Class Indexer
java.lang.Object
|
+----java.lang.Thread
|
+----Indexer
- public class Indexer
- extends Thread
Netrand Project
Software Engineering - CS536
University of Wisconsin - Milwaukee
Authors:
- Spring 1998 - Francis William Kasper
File: Indexer.java
Note:
This file was originally part of a Web Crawler program written by
Tim Macinta in 1997 that gathered links form the internet and formed
a web search database. The files containing the logic for crawling
across the internet were taken from this program and slightly modified
for the purpose of the NetRand project.
The Indexer is a thread which can index URLs that have been
cached using the URLStatus class. Use the queueURL() method
to add cached URLs to the Indexer's list of URLs. Once the
start() method is called, the Indexer will start processing
URLs in its queue. More URLs can also be added after calling
start, in fact this may be the best way to use the Indexer.
Calling the stopWhenDone() method will cause the Indexer
thread to stop as soon as its queue empties.
-
crawler
-
-
exit_when_done
-
-
prefs
-
-
q
-
-
q_mutex
-
-
running
-
-
total_bytes
-
-
working_dir
-
-
Indexer(File, Crawler, EnginePrefs)
- "working_dir" should be a directory that only this
Indexer and a given Cralwer will be
accessing.
-
addNewURLs(LinkExtractor)
- Adds new URLs to the crawler's queue.
-
cleanUp()
- Removes all ".tmp" files in the directory "working_dir".
-
queueURL(URLStatus)
- Use this method to add a cached url to the Indexer.
-
run()
- This is where the actual indexing is done.
-
start()
- Starts the Indexer.
-
stopWhenDone(boolean)
- Causes this Indexer to stop whenever it finishes indexing the URLs
in its queue.
working_dir
File working_dir
q
FIFOQueue q
q_mutex
Object q_mutex
running
boolean running
crawler
Crawler crawler
prefs
EnginePrefs prefs
exit_when_done
boolean exit_when_done
total_bytes
long total_bytes
Indexer
public Indexer(File working_dir,
Crawler crawler,
EnginePrefs prefs)
- "working_dir" should be a directory that only this
Indexer and a given Cralwer will be
accessing.
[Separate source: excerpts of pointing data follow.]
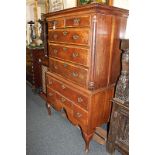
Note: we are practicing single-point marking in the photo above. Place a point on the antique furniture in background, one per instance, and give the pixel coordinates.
(118, 136)
(84, 63)
(35, 59)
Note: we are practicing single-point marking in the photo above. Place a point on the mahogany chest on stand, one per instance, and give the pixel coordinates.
(84, 63)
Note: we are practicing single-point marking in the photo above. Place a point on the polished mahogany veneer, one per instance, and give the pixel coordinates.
(84, 62)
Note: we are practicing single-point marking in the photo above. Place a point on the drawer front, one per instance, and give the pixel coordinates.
(78, 98)
(50, 96)
(74, 73)
(73, 36)
(64, 102)
(80, 115)
(56, 23)
(78, 21)
(75, 55)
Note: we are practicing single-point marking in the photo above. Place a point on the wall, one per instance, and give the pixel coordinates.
(125, 5)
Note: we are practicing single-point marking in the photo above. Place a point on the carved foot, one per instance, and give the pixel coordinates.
(48, 109)
(87, 138)
(110, 148)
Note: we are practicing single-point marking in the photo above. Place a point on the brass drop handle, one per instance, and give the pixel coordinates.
(75, 54)
(50, 82)
(80, 99)
(65, 33)
(56, 67)
(115, 114)
(62, 86)
(76, 21)
(63, 99)
(78, 114)
(75, 37)
(39, 60)
(55, 51)
(55, 36)
(50, 94)
(74, 74)
(64, 48)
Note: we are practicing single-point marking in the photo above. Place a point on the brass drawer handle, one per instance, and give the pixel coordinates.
(64, 48)
(63, 99)
(76, 21)
(75, 37)
(78, 115)
(54, 22)
(50, 94)
(56, 67)
(65, 65)
(55, 51)
(50, 82)
(115, 114)
(80, 99)
(74, 74)
(75, 54)
(39, 60)
(55, 36)
(65, 33)
(62, 86)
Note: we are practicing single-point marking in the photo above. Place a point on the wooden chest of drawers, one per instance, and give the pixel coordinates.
(84, 62)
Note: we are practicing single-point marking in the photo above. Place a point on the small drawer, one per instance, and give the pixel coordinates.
(80, 115)
(56, 23)
(73, 36)
(72, 54)
(63, 101)
(74, 73)
(77, 21)
(50, 96)
(75, 96)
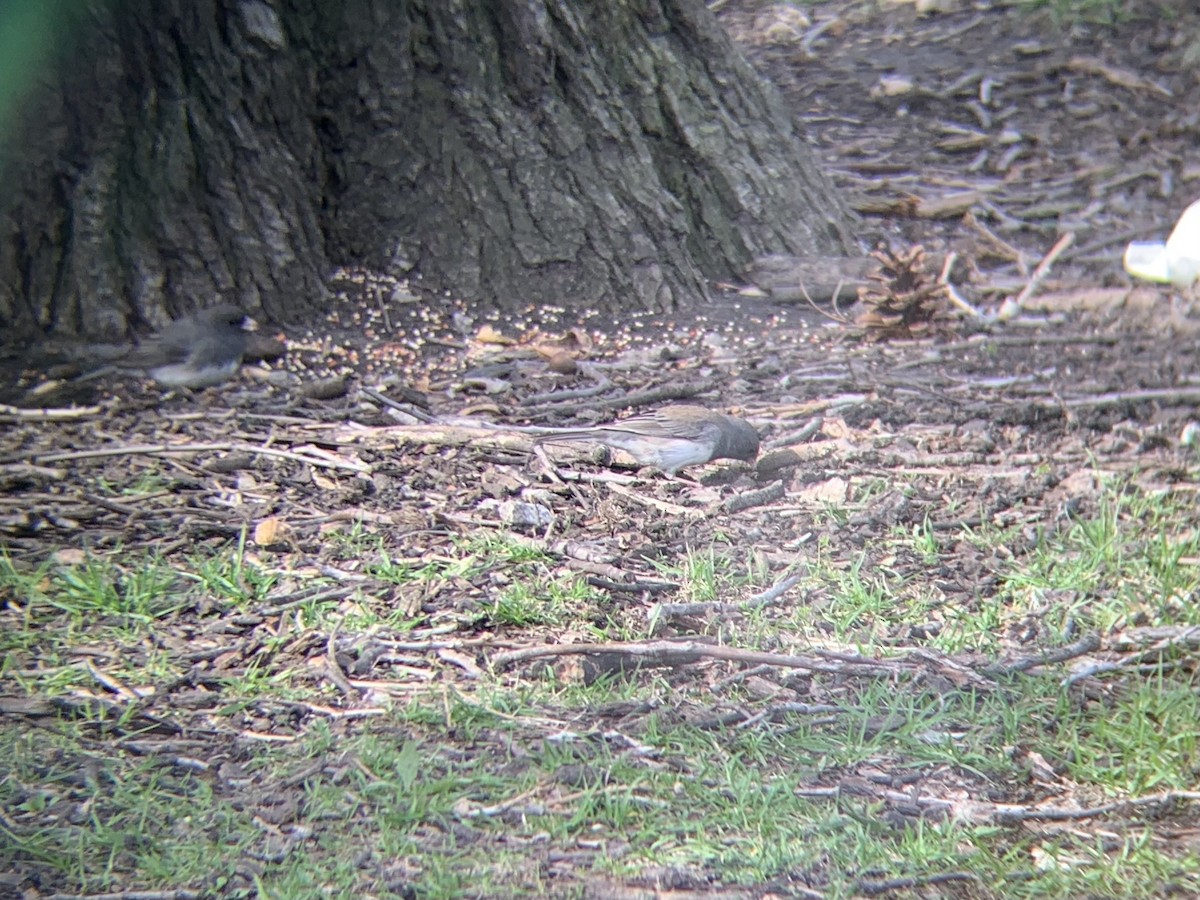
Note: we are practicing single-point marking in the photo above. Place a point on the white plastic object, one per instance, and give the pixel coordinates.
(1177, 262)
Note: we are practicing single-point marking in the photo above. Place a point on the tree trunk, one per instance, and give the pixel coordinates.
(599, 155)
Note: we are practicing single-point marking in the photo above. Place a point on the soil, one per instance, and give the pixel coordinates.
(1045, 129)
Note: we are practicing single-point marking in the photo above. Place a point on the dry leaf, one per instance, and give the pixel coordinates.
(269, 532)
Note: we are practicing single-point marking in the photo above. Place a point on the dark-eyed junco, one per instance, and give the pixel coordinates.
(197, 351)
(672, 437)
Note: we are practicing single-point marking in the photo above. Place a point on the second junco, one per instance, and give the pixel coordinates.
(197, 351)
(672, 437)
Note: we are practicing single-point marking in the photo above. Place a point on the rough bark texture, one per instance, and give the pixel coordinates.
(168, 161)
(609, 155)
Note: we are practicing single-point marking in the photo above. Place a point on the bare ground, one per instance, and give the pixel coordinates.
(1044, 130)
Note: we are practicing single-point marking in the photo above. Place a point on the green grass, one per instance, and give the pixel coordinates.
(485, 785)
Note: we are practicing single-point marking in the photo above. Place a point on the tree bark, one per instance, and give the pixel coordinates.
(604, 156)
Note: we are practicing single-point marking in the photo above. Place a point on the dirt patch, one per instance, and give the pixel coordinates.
(1087, 130)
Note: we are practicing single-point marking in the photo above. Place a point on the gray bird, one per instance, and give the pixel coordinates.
(672, 437)
(197, 351)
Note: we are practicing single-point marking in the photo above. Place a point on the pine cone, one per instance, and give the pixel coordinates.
(903, 300)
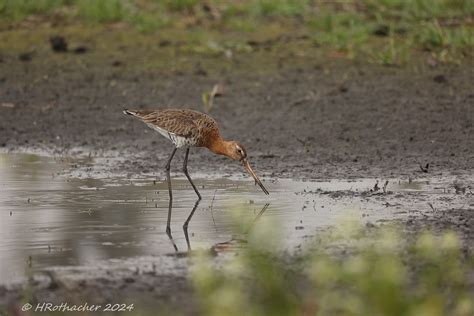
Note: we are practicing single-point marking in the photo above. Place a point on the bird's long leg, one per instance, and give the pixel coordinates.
(168, 178)
(185, 170)
(185, 225)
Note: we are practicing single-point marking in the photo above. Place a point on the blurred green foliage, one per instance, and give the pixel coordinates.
(349, 271)
(387, 31)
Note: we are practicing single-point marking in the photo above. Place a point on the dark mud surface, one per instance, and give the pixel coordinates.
(331, 119)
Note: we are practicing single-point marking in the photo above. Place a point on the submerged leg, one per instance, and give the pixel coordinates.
(185, 226)
(185, 170)
(168, 178)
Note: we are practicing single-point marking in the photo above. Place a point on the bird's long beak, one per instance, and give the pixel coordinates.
(252, 173)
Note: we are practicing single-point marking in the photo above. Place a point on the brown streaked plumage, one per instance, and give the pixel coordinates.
(188, 128)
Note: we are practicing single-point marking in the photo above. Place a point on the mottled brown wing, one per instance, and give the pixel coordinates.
(185, 123)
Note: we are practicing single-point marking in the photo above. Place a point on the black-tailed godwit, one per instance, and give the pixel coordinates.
(188, 128)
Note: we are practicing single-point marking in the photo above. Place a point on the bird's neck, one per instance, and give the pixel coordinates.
(219, 146)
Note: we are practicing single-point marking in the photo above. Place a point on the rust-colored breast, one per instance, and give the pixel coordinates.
(195, 125)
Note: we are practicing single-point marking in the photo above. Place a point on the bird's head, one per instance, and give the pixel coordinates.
(237, 152)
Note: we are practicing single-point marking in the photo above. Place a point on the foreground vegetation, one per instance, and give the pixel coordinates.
(386, 31)
(348, 272)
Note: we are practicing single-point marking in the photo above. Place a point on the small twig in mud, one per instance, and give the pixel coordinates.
(387, 204)
(425, 168)
(459, 188)
(208, 97)
(432, 207)
(385, 187)
(376, 187)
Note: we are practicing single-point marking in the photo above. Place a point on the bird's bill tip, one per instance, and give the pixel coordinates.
(254, 176)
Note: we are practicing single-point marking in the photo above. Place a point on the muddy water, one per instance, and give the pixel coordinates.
(49, 220)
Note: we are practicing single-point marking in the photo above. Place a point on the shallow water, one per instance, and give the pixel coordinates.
(49, 220)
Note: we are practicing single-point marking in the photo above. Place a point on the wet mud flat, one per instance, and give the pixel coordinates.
(103, 239)
(302, 118)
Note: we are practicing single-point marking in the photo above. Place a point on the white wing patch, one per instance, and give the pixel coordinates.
(178, 141)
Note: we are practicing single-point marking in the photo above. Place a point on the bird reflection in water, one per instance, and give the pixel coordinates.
(219, 246)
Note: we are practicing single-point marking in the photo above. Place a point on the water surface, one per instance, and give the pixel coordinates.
(49, 220)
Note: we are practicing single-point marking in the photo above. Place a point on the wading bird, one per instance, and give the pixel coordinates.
(188, 128)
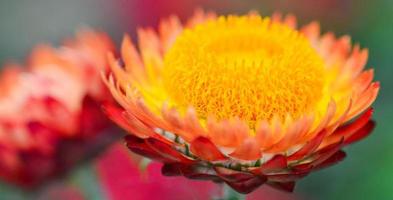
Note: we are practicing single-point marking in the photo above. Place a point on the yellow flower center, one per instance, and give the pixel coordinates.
(245, 67)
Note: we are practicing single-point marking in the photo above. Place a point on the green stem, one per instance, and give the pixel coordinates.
(230, 194)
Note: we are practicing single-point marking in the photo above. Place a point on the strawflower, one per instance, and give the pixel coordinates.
(245, 100)
(50, 110)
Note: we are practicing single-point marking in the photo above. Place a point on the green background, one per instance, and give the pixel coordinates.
(366, 173)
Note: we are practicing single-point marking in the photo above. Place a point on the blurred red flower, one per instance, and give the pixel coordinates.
(121, 178)
(50, 115)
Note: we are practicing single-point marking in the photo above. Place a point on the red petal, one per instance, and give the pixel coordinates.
(190, 171)
(247, 186)
(351, 128)
(240, 181)
(248, 150)
(278, 162)
(325, 153)
(167, 151)
(115, 113)
(332, 160)
(206, 150)
(288, 186)
(310, 147)
(360, 134)
(288, 177)
(139, 146)
(92, 118)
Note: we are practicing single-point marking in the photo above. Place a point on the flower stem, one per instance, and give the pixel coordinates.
(230, 194)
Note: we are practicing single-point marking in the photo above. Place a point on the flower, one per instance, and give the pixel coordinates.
(121, 177)
(50, 112)
(245, 100)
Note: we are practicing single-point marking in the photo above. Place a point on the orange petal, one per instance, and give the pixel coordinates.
(248, 150)
(206, 150)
This means that if several Indexers are running
simultaneously, they should all be given different "working_dir"
directories. Also, no other threads should write to this
directory (except for the selected Crawler).
queueURL
public void queueURL(URLStatus url)
- Use this method to add a cached url to the Indexer.
start
public void start()
- Starts the Indexer.
- Overrides:
- start in class Thread
run
public void run()
- This is where the actual indexing is done.
- Overrides:
- run in class Thread
stopWhenDone
public void stopWhenDone(boolean exit_when_done)
- Causes this Indexer to stop whenever it finishes indexing the URLs
in its queue.
cleanUp
void cleanUp()
- Removes all ".tmp" files in the directory "working_dir".
addNewURLs
void addNewURLs(LinkExtractor urls)
- Adds new URLs to the crawler's queue.